Predicta 1.0 - AI Prediction Challenge2 Submission : Secured 2nd place on the public leaderboard

Primary LanguageJupyter Notebook

Weather-Classification

Predicta 1.0 is an AI prediction challenge competition hosted by the IEEE student branch of the University of Peradeniya. This repository includes my Kaggle submission, which secured 2nd place on the public leaderboard.

Score : 0.921

Task Overview

The goal was to develop a machine learning model capable of accurately classifying daily weather conditions into predefined categories using historical weather data. It involved extensive data preprocessing, feature engineering, and model evaluation to identify the most effective predictive model.

Dataset

The dataset (daily_data.csv) used in this task includes various weather-related features such as temperature, humidity, wind speed, atmospheric pressure, precipitation, and more. Categorical variables such as city identifiers were also included, which were crucial for geographical analysis.

Methodology

Data Preprocessing

The preprocessing steps included:

  • Removing irrelevant columns (e.g., sunrise, sunset)
  • Handling missing values in the target variable
  • Standardizing numerical features using StandardScaler
  • Encoding categorical variables using one-hot encoding

Feature Selection and Engineering

Key features selected for weather condition classification:

  • Temperature in Celsius
  • Humidity percentage
  • Wind speed and direction
  • Atmospheric pressure
  • Precipitation and cloud cover
  • Interaction terms (e.g., temperature-humidity interaction)

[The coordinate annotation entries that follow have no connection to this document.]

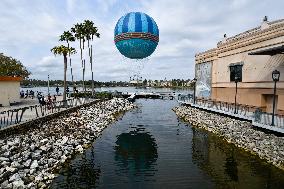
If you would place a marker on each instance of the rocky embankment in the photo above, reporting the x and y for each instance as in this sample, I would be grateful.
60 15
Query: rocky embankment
240 133
29 160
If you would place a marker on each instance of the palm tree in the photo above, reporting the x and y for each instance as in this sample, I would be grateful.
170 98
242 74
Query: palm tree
68 37
63 50
78 31
89 32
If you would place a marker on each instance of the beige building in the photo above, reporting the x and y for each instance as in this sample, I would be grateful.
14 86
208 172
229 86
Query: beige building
216 68
9 90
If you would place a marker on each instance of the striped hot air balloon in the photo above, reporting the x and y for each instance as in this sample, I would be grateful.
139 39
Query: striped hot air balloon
136 35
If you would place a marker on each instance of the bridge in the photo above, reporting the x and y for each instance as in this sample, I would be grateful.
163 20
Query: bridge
153 95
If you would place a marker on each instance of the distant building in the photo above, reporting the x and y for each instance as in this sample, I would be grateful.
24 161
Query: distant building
216 68
9 90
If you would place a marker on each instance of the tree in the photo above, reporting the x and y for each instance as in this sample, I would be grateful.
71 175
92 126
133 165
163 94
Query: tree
78 31
12 67
89 32
86 31
68 37
63 50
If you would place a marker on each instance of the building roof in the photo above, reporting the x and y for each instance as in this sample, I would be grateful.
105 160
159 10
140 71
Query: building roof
271 51
10 78
252 31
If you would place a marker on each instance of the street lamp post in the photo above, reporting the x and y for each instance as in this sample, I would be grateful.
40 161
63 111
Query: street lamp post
236 81
275 77
48 84
194 92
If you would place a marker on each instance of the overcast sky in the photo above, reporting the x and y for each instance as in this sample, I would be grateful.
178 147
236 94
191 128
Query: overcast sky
30 28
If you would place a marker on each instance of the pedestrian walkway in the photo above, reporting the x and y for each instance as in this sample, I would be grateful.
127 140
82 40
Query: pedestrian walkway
256 116
29 110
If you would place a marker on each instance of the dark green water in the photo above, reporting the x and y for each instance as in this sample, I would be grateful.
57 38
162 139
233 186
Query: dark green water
150 148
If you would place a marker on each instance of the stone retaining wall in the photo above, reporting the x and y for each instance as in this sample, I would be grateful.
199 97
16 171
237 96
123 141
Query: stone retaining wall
22 127
241 133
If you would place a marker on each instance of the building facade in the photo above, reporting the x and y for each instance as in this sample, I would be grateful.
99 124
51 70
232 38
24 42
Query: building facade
9 90
217 68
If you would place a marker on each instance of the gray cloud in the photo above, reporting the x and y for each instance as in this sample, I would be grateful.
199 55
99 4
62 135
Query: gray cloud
30 28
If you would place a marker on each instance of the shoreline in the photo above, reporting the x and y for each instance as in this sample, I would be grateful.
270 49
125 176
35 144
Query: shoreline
268 147
31 159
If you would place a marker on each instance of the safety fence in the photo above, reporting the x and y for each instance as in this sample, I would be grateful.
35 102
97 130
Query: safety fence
253 113
19 115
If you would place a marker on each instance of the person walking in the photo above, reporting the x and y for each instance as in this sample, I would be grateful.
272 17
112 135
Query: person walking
57 90
67 91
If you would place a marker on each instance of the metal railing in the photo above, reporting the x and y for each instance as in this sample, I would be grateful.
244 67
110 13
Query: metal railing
19 115
244 111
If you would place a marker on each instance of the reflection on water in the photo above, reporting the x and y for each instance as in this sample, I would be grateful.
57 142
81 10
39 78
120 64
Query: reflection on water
150 148
136 153
230 167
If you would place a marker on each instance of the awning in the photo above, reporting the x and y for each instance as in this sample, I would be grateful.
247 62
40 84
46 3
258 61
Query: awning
271 51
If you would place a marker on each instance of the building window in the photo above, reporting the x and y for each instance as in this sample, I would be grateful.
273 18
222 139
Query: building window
236 70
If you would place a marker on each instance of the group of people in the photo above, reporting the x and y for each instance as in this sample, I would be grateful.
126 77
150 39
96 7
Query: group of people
46 101
27 94
41 98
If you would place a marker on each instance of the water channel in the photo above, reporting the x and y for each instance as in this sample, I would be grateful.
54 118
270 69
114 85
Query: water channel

Model Selection and Training

Various classification algorithms were evaluated:

  • Ensemble methods (AdaBoost, Bagging, Random Forest, Gradient Boosting)
  • Support Vector Machines (SVM)
  • Gaussian Processes
  • Naive Bayes
  • K-Nearest Neighbors
  • XGBoost

Cross-validation and hyperparameter tuning (via GridSearchCV) were used to optimize model performance. The best-performing model was selected based on accuracy scores and validated using ShuffleSplit cross-validation.

Results

The Gradient Boosting Classifier emerged as the top-performing model, achieving the highest accuracy in weather condition prediction. Ensemble methods generally outperformed individual classifiers, demonstrating their effectiveness in handling complex weather patterns.